There is power in understanding. You see, life presidency like the Museveni one, is the prefect “Mvule tree dilemma”. Over the years, I watched the fate of two giant mvule (African teak) near our village in Tororo.
Over the decades, they grew to be really big. One was on public land, so it grew too big a thief couldn’t steal it in the night. But also, because it was so huge – and therefore precious – a corrupt official couldn’t cut it down alone and pocket the proceeds.
It needed many officials to agree on action. It just stood there, dead, for many more years before it was cut. The second mvule tree, even bigger and on private land, still stands. It has a few leaves at the top, but since birds don’t even perch on it any more, the time to cut and replace it is long gone.
However, because it is so tall, it pauses potential danger to the houses near it.
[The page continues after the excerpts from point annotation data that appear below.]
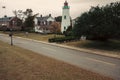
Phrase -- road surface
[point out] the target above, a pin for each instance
(101, 64)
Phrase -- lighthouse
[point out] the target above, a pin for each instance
(65, 17)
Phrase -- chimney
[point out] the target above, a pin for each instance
(41, 15)
(49, 15)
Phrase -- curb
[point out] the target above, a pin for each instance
(73, 48)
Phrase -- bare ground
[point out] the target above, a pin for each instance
(20, 64)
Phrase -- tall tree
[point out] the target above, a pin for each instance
(29, 21)
(100, 23)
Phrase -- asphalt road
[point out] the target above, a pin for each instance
(101, 64)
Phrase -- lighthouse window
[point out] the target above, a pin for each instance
(64, 17)
(64, 28)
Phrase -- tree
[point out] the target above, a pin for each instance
(99, 23)
(58, 19)
(29, 21)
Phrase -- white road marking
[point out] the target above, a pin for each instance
(49, 49)
(101, 61)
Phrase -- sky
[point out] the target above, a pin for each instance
(53, 7)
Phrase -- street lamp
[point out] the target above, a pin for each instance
(11, 33)
(11, 36)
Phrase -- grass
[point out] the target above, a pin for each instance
(112, 46)
(20, 64)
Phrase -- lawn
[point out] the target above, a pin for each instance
(20, 64)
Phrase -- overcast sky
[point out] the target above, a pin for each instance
(53, 7)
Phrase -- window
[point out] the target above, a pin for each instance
(64, 28)
(64, 17)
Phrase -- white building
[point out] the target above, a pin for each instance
(65, 17)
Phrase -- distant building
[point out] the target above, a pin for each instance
(43, 23)
(65, 17)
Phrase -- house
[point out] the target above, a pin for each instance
(8, 23)
(43, 23)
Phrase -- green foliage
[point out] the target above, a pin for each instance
(99, 23)
(29, 21)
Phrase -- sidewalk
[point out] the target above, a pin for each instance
(79, 49)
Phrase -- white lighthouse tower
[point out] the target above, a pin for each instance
(65, 17)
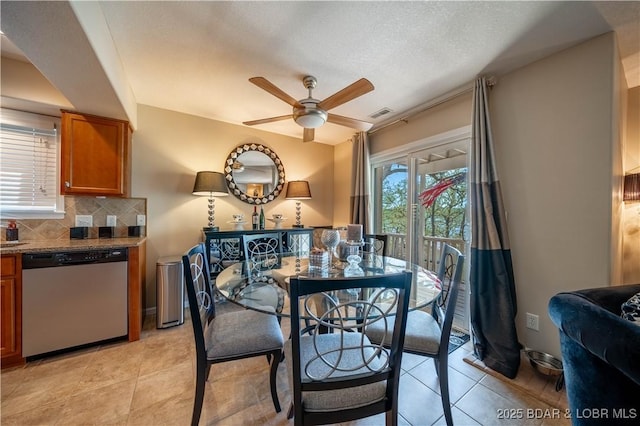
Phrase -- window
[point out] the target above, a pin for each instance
(29, 151)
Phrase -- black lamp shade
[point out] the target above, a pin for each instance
(631, 187)
(210, 184)
(298, 190)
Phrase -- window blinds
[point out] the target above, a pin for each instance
(29, 164)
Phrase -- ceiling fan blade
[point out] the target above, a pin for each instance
(265, 84)
(267, 120)
(349, 122)
(350, 92)
(308, 135)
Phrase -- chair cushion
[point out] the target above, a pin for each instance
(242, 333)
(422, 333)
(631, 309)
(338, 399)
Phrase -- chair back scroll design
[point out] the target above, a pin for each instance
(427, 333)
(216, 338)
(337, 374)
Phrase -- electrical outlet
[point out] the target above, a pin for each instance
(533, 322)
(84, 220)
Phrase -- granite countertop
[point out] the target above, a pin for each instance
(36, 246)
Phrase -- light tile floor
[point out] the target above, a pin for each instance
(151, 382)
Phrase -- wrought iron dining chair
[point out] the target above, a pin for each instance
(335, 373)
(231, 336)
(428, 334)
(263, 253)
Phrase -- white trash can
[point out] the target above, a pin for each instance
(169, 292)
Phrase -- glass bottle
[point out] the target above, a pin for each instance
(261, 218)
(254, 218)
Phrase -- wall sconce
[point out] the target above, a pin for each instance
(211, 184)
(298, 190)
(631, 190)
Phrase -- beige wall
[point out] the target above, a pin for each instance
(342, 183)
(631, 211)
(449, 115)
(554, 132)
(22, 81)
(170, 147)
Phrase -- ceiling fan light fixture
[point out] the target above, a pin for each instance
(310, 118)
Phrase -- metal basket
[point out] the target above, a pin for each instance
(544, 363)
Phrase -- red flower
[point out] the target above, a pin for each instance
(429, 195)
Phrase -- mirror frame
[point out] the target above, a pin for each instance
(233, 186)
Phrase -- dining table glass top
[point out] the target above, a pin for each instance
(267, 290)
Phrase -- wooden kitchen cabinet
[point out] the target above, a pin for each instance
(96, 155)
(11, 305)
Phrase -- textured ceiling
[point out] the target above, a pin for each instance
(197, 57)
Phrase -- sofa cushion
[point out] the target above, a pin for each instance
(631, 309)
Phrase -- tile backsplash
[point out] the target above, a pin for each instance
(126, 211)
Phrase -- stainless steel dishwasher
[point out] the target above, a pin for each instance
(73, 298)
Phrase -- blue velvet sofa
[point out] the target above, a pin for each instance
(600, 355)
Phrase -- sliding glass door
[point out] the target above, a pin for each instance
(420, 202)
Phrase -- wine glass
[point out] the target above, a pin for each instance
(330, 238)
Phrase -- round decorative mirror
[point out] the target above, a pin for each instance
(254, 173)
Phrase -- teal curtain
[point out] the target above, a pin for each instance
(493, 293)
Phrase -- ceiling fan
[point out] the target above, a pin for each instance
(311, 113)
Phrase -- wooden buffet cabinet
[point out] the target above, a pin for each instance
(96, 156)
(226, 247)
(11, 305)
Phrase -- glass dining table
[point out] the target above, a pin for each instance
(267, 290)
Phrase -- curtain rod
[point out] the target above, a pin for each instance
(491, 81)
(428, 106)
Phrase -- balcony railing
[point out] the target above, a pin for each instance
(430, 258)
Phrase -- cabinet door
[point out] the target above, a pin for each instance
(95, 156)
(10, 303)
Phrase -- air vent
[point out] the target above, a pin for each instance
(381, 112)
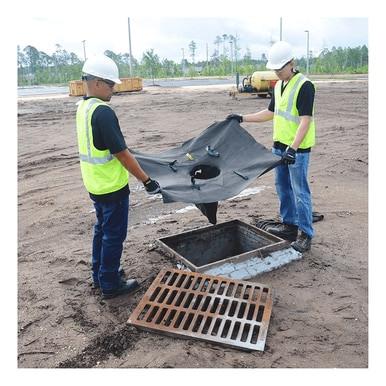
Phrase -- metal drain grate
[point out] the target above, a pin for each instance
(211, 308)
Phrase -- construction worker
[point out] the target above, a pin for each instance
(292, 111)
(105, 162)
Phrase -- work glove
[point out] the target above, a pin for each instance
(152, 186)
(238, 117)
(289, 156)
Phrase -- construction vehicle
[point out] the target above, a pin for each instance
(260, 83)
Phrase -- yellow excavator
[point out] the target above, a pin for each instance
(260, 83)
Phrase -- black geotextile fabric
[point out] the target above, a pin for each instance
(217, 164)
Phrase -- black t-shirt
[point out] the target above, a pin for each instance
(107, 134)
(305, 101)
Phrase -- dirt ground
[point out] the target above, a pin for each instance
(320, 312)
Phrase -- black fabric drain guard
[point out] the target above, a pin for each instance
(211, 308)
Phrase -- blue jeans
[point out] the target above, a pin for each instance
(294, 192)
(110, 232)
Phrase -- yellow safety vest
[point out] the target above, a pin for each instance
(286, 116)
(101, 172)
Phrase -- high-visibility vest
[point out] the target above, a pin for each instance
(286, 116)
(101, 172)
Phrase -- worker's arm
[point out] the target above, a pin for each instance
(131, 164)
(302, 130)
(261, 116)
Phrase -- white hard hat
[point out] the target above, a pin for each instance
(279, 54)
(102, 67)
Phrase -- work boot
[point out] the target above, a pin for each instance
(302, 243)
(284, 231)
(96, 285)
(125, 287)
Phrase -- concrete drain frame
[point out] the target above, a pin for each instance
(233, 249)
(193, 305)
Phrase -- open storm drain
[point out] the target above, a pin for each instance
(233, 249)
(211, 308)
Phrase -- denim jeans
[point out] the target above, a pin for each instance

It can be cut professionally, of course, but it would mean tagging it to fall on an adjacent piece of land that doesn’t belong to the tree owner.
And because it is clearly a valuable tree, the land owner will almost certainly demand a cut of the sale price of the mvule.
And the tree owner would find that morally indefensible. So the mvule stands.
In the Museveni president for life project, the Constitutional Court ran into a mvule tree problem. A Big Man who has been in power for 32 years as Museveni has, stays in power because inertia favours him.
If you look around Africa, leaders who have been in the chair for that long have almost never been ousted at elections or by courts.
First, they rarely die in office, so the Grim Reaper is not an ally in the fight against a president-for-life.
However, disease and age – and related senility – are. Consider the case of DR Congo’s Mobutu Sese Seko in 1997. In power for 32 years, he was ravaged by cancer, weakening him and sapping his mind, as Congolese rebels backed by a Rwanda-led consortium, took to war against him.
He then inevitably made a series of bad decisions, including relying on his family as his war cabinet, to save his regime and failed.
In Zimbabwe, age, and ill-health did the same to Robert Mugabe. At 93, and in power for 37 years, his decision-making was in the gutter. He ran down the economy, tried to manoeuvre his wife Grace to succeed him, and antagonised the securocrats in the military and ruling Zanu-PF by sacking and trying to murder now-president Emmerson Mnangagwa, who was their representative at the high table. They combined to kick him out.
As Big Men (and people in general) age, they tend to rely more on family. As Mobutu, Mugabe, and Muammar Gadaffi in Libya and Hosni Mubarak in Egypt taught us, that reliance on family has revolutionary seeds in it because it hastens the Big Man’s and his regime’s demise.
So while longevity breeds advantages for strongmen, we should also pray that they have a long life marked by ill-health, that they become senile, rely more on family in their sunset years, and the courts allow them to go forward and self-destruct.